O Japão anunciou, nesta terça-feira, planos para deslocar mísseis terra-ar para uma ilha japonesa perto de Taiwan até 2031, ao mesmo tempo que as autoridades japonesas aumentam os alertas sobre as ambições militares da China na região.
“O nosso plano é deslocar ‘mísseis terra-ar de médio alcance’ durante o ano fiscal de 2030”, ou seja, durante o período de 12 meses que termina em Março de 2031, para a ilha de Yonaguni, a cerca de 110 quilómetros a leste de Taiwan, anunciou o ministro da Defesa japonês, Shinjiro Koizumi, durante uma conferência de imprensa regular.
O Japão já tinha declarado em 2022 que planeava este envio de mísseis, mas não tinha especificado um calendário.

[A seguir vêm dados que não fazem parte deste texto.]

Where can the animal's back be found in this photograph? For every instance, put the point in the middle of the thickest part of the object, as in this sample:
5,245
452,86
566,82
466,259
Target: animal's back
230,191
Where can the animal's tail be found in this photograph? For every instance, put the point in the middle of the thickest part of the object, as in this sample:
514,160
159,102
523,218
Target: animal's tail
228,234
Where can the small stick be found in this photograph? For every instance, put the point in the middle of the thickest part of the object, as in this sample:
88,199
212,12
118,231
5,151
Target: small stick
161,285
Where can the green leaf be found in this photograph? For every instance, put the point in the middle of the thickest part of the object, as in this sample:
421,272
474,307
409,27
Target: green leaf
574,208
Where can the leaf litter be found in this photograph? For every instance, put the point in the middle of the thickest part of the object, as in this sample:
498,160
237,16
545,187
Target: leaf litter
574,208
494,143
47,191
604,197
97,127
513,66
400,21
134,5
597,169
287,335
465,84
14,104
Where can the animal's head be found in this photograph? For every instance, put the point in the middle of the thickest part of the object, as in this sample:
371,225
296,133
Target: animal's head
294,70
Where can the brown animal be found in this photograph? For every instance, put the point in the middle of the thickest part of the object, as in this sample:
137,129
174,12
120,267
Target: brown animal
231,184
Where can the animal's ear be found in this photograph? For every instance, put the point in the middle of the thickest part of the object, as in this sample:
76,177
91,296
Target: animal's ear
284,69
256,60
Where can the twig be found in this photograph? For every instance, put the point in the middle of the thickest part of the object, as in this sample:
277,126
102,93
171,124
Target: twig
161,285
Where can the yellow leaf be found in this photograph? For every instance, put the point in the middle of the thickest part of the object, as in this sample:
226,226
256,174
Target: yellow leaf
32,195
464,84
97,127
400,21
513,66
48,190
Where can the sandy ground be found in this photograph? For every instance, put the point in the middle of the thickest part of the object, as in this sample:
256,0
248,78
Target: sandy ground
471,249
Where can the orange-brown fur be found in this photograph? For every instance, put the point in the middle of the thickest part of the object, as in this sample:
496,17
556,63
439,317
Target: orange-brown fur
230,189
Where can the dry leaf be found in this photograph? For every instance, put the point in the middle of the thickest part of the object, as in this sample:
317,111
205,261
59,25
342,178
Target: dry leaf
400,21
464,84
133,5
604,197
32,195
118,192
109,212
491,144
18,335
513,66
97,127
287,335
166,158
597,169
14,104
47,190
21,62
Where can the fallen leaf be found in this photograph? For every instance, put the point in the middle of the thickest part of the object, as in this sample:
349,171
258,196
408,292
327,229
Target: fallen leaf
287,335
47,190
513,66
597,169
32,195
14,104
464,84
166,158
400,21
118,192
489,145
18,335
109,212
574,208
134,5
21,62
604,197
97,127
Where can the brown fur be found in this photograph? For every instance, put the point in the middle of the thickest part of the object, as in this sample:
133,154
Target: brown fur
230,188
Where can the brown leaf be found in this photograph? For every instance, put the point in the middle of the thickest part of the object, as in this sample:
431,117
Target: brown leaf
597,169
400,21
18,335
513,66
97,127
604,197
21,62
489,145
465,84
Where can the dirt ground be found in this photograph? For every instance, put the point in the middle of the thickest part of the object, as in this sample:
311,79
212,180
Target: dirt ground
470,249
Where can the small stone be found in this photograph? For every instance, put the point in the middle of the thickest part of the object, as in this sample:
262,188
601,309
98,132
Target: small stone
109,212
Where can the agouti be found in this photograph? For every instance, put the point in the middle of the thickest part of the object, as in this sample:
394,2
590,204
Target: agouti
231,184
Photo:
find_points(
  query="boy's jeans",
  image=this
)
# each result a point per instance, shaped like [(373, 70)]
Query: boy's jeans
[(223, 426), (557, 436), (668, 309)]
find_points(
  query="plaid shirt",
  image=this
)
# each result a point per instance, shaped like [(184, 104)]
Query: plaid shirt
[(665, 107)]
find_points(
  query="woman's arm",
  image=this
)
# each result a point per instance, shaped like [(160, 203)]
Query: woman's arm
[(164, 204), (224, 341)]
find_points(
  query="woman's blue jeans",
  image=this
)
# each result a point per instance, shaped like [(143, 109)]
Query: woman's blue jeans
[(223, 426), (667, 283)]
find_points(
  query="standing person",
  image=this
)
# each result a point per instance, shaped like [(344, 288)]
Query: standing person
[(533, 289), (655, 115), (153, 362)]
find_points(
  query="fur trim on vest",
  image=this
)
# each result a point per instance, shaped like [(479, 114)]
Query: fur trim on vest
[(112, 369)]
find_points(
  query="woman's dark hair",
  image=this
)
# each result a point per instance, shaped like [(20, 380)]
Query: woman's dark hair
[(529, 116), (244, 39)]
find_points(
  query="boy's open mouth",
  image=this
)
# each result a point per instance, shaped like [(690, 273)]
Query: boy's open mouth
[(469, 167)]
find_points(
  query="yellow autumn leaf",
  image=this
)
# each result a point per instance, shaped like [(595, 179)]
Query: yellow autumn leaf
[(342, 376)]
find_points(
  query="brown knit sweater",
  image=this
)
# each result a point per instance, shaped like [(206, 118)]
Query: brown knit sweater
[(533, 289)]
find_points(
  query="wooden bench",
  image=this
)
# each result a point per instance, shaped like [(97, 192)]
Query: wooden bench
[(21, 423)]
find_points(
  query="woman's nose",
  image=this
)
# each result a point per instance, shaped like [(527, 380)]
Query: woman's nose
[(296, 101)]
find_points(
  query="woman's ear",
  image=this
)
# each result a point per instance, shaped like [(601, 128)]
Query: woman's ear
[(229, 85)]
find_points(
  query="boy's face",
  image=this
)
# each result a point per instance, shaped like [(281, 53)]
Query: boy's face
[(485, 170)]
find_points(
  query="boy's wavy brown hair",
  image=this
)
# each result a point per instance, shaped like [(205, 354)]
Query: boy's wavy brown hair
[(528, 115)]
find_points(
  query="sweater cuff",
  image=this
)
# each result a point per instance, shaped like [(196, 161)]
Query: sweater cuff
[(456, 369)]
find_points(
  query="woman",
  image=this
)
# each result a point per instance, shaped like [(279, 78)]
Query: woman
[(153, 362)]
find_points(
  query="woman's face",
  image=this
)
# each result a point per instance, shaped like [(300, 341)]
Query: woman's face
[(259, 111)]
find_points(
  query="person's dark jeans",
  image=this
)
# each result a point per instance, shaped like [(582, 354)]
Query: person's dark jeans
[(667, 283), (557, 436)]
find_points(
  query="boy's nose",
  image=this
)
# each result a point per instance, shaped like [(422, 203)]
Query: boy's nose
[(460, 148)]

A ilha de Yonaguni, isolada e localizada a aproximadamente 2000 quilómetros de Tóquio, já alberga uma base das Forças de Autodefesa do Japão.
Este anúncio surge quando a China tem tomado uma série de medidas económicas, políticas e simbólicas contra o Japão desde Novembro, em retaliação a comentários feitos pela primeira-ministra japonesa, Sanae Takaichi.
A líder do Japão sugeriu que uma intervenção militar do seu país seria possível no caso de um ataque chinês a Taiwan, ilha que é reivindicada por Pequim.
Desde então, a China tem desencorajado os seus cidadãos a viajar para o Japão. Ontem, anunciou que iria sancionar 40 empresas e organizações japonesas acusadas de participar na nova militarização do Japão, nomeadamente proibindo 20 destas de adquirir bens e tecnologias com potencial tanto civil como militar a empresas sediadas na China.
Sanae Takaichi acusou a China na sexta-feira de querer “mudar o ‘status quo’ pela força ou coerção” nas zonas marítimas sobre as quais disputa soberania com os seus vizinhos, sublinhando, no entanto, que o seu desejo era o de estabelecer “relações estáveis construtivas” com a China.